Today it was announced that as the company collapses into administration all UK Toys R Us stores will be closing. This is probably the end of Toys R Us, given that the Toys R Us in the US have already announced closing down their stores.

Every Toys R Us store in the UK will be closing over the next six weeks, meaning that 100 locations and 3,000 jobs will be lost. 25 stores have already closed their doors, or will be closing them as of Thursday, with some staff only able to receive 90% of their pension as a result.

Last month Moorfield Advisory, administrators, were appointed to begin winding down the company in the aftermath of an unpayable £15 million tax bill. Joint Administrator, Simon Thomas, said that he’s approached 120 different interested parties, with around six interested in buying the business as a whole and the rest interested in purchasing the remaining stock.

However, Thomas said that in the end the company has been too hard to sell. There are a number of complications which buyers would need to work around. The company name, for example, would be hard to obtain since it is owned by the American parent company.
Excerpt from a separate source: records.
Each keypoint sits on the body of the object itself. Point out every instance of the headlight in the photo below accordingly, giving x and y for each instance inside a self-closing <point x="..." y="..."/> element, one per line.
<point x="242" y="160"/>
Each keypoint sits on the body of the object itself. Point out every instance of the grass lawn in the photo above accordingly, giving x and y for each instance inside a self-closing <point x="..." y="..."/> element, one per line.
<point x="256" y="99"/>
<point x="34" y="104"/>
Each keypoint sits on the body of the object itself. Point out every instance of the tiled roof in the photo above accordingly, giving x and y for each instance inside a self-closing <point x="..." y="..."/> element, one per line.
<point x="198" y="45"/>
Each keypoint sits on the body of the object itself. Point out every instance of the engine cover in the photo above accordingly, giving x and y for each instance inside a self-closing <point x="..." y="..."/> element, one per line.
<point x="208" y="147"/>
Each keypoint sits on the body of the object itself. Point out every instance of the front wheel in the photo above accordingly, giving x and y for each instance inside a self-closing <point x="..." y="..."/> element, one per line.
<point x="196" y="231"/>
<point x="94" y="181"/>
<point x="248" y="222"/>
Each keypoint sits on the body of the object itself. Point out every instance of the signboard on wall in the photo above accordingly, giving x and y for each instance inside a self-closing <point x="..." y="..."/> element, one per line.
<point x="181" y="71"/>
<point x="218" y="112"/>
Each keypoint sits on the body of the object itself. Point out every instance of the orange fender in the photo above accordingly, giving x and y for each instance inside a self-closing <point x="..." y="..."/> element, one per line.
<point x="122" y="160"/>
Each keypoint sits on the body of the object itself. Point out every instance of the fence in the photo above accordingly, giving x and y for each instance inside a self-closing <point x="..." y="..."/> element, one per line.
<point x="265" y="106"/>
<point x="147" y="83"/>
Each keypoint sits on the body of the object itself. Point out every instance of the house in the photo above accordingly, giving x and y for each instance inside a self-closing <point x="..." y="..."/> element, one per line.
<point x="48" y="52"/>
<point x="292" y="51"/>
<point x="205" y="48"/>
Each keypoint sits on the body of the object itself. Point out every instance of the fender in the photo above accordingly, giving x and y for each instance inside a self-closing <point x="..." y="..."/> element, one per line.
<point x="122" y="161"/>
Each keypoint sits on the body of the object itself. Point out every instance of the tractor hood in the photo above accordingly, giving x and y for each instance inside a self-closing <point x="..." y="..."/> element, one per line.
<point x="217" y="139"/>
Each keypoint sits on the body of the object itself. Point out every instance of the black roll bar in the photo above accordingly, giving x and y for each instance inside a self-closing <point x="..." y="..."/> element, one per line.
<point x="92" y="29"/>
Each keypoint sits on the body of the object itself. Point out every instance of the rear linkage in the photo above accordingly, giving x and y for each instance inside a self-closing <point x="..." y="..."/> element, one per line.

Additional services offered by subsidiaries would also require any buyer to negotiate new terms and make alternate arrangements, making things even more complicated than most buyers want them to be.

Any remaining stock in stores is being discounted even further to encourage sales, so consumers have a change to grab some real bargains over the next six weeks.

The Administrators say that the company has outstanding liabilities of about £300 million, around £70-90 million of which is a shortfall in pension funding. The US parent company filed for bankruptcy in September and will begin closing its 800 stores this week.

In 2005 the company was purchased by a group of investors which included KRR and Bain Capital, earning them around $5 billion in debt. Interest payments on this debt crippled the company, at points reaching $400 million a year.

With some retailers moving entirely to online storefronts Toys R Us is another name on the long list of victims of the changing market. The company were in a particularly bad position as the high street became more of a focus for all consumer needs, since most of their locations were on trade estates out of the way of other stores.